This case concerns allegations of numerous counts of rape and indecent assault of a young girl dating back to 1987 – 1989.

At trial, DH sought to have the prosecution stayed on grounds of culpable prosecutorial delay. In a voir dire trial, the trial judge did not accept DH’s arguments on delay. However, it emerged that the girl’s social worker (Ms C) had noted in 1995 that the girl was not certain that intercourse had taken place; although at the time of trial the complainant was certain that it had.

The trial judge ordered a stay on the prosecution of the rape charges, stating:

This is a piece of evidence that might indicate that [the complainant’s] evidence to the Court, while truthful and honest might not be reliable and the duty was on the prosecution to explore that evidence, bearing in mind that the risk of an unfair trial that everyone accepts can follow from long delay.

The DPP sought leave for a leapfrog appeal against that order directly to the Supreme Court. The constitutional threshold for a leapfrog appeal are (1), an appeal must be in the interests of justice and (2), there must be exceptional circumstances.

The DPP did not argue that she could not fulfill the terms of the stay. She argued that she met the constitutional threshold as she had no right of appeal to the Court of Appeal where the Central Criminal Court order is not an acquittal, conviction or sentence (1), and it would lead to an inequality between her and the accused if the Supreme Court did not grant leave (2).

The Court determined that the DPP met the constitutional threshold and granted leave.
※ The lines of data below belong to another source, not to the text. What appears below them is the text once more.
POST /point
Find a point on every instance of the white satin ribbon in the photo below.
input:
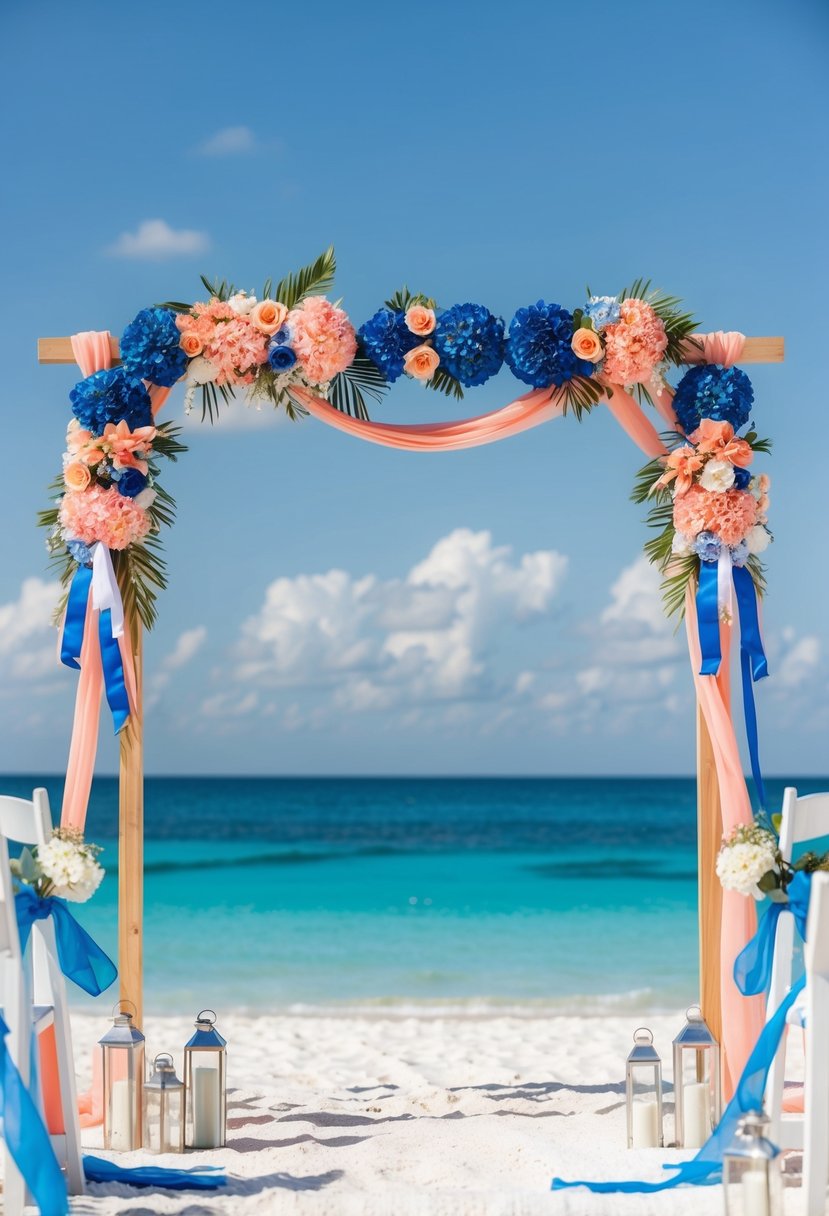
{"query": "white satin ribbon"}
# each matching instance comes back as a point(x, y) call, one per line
point(106, 592)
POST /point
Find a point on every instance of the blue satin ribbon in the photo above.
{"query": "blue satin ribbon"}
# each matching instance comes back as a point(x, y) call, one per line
point(27, 1138)
point(204, 1177)
point(82, 960)
point(706, 1166)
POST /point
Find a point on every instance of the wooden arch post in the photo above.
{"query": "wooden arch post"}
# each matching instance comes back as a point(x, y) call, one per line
point(130, 839)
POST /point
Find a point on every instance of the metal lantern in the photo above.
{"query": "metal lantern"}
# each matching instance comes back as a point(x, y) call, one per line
point(751, 1178)
point(204, 1079)
point(123, 1084)
point(643, 1090)
point(695, 1081)
point(164, 1108)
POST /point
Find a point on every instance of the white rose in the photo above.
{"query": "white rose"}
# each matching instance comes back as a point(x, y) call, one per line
point(201, 371)
point(717, 476)
point(757, 539)
point(242, 303)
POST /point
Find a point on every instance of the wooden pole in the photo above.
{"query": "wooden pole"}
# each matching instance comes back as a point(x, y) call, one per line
point(130, 840)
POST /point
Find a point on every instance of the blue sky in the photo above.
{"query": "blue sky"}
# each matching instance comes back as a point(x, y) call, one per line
point(336, 607)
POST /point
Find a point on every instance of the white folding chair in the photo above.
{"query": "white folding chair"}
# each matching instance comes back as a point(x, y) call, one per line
point(804, 818)
point(816, 1090)
point(30, 823)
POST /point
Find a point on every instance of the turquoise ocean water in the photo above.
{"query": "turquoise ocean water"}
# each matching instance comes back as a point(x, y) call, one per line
point(569, 894)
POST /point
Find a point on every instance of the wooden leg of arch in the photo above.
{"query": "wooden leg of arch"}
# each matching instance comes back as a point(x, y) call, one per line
point(130, 844)
point(709, 838)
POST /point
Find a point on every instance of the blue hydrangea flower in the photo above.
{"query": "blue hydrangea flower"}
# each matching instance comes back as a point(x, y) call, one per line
point(739, 553)
point(603, 310)
point(708, 546)
point(387, 339)
point(281, 358)
point(131, 482)
point(539, 349)
point(108, 397)
point(469, 341)
point(150, 348)
point(80, 552)
point(712, 392)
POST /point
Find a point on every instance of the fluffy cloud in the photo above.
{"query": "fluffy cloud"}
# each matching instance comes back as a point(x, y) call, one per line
point(156, 241)
point(428, 637)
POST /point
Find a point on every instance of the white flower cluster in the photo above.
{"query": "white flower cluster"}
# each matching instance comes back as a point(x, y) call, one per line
point(71, 867)
point(744, 859)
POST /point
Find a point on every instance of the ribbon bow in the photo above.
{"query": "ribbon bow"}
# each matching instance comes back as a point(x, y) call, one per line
point(82, 960)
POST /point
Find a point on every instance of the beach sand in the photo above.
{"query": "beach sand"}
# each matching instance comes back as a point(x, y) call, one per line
point(394, 1115)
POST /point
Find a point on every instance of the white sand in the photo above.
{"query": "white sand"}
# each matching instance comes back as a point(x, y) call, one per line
point(389, 1116)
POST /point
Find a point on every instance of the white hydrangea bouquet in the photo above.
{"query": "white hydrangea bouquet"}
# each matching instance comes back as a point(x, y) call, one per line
point(65, 867)
point(751, 863)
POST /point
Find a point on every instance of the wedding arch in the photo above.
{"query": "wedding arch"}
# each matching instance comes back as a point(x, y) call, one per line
point(294, 349)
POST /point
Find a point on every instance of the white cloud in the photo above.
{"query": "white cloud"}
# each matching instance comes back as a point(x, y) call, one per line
point(156, 241)
point(229, 141)
point(377, 643)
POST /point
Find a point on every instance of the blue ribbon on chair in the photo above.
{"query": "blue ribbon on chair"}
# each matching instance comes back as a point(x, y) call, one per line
point(27, 1138)
point(80, 957)
point(204, 1177)
point(705, 1167)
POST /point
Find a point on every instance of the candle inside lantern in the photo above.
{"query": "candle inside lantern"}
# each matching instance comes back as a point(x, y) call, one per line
point(206, 1108)
point(646, 1124)
point(695, 1114)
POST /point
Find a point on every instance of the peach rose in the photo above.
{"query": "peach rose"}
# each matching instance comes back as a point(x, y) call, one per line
point(421, 362)
point(77, 476)
point(268, 316)
point(421, 321)
point(191, 344)
point(587, 344)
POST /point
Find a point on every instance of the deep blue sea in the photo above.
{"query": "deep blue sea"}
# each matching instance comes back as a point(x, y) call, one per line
point(569, 894)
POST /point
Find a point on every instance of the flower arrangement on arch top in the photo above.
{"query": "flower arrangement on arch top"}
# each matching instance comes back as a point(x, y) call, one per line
point(151, 349)
point(469, 342)
point(111, 395)
point(539, 348)
point(709, 390)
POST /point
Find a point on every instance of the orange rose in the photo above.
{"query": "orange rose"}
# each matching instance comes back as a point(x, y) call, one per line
point(421, 362)
point(191, 344)
point(268, 316)
point(587, 344)
point(421, 321)
point(77, 476)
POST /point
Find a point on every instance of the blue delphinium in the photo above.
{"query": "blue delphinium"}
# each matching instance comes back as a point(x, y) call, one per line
point(281, 358)
point(111, 395)
point(539, 349)
point(708, 546)
point(150, 348)
point(131, 482)
point(712, 392)
point(603, 310)
point(469, 341)
point(387, 339)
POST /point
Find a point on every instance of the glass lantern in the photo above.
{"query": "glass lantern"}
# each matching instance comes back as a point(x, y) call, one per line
point(751, 1178)
point(204, 1079)
point(123, 1082)
point(695, 1081)
point(643, 1091)
point(164, 1108)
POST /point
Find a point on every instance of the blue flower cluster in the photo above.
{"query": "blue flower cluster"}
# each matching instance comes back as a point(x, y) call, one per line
point(150, 348)
point(539, 349)
point(712, 392)
point(469, 341)
point(387, 339)
point(111, 395)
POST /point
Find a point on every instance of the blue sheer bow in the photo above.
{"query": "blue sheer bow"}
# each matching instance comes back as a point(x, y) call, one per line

On appeal “the Director intends to argue that the trial judge applied an incorrect test in exercising her jurisdiction to impose a stay; that she failed to have regard to the limited grounds upon which a decision to prosecute can be reviewed by the courts; that she erred in considering that there was a real risk of an unfair trial having regard to the fact that the documents in question had been disclosed; that she focussed disproportionately on the hearsay accounts of words used by the complainant in the earlier investigations; and that she erred in concluding that the alleged inconsistencies justified the staying of a prosecution”.

DPP v Heffernan: Burden of proof for defence of diminished responsibility is the balance of probability

Here, the Supreme Court held that “establish” in s 6(2) of the Criminal Law (Insanity) Act 2006 requires a murder accused to prove on the balance of probability that, at the time the offence was committed, they suffered from a mental disorder which justified a finding of not guilty of murder by reason of diminished responsibility.


Criminal Law (Insanity) Act 2006

6. – (1) Where a person is tried for murder and the jury or, as the case may be, the Special Criminal Court finds that the person –

(a) did the act alleged,

(b) was at the time suffering from a mental disorder, and

(c) the mental disorder was not such as to justify finding him or her not guilty by reason of insanity, but was such as to diminish substantially his or her responsibility for the act,

the jury or court, as the case may be, shall find the person not guilty of the offence but guilty of manslaughter on the ground of diminished responsibility.

(2) Subject to section 5(4), where a person is tried for the offence specified in subsection (1), it shall be for the defence to establish that the person is, by virtue of this section, not liable to be convicted of that offence.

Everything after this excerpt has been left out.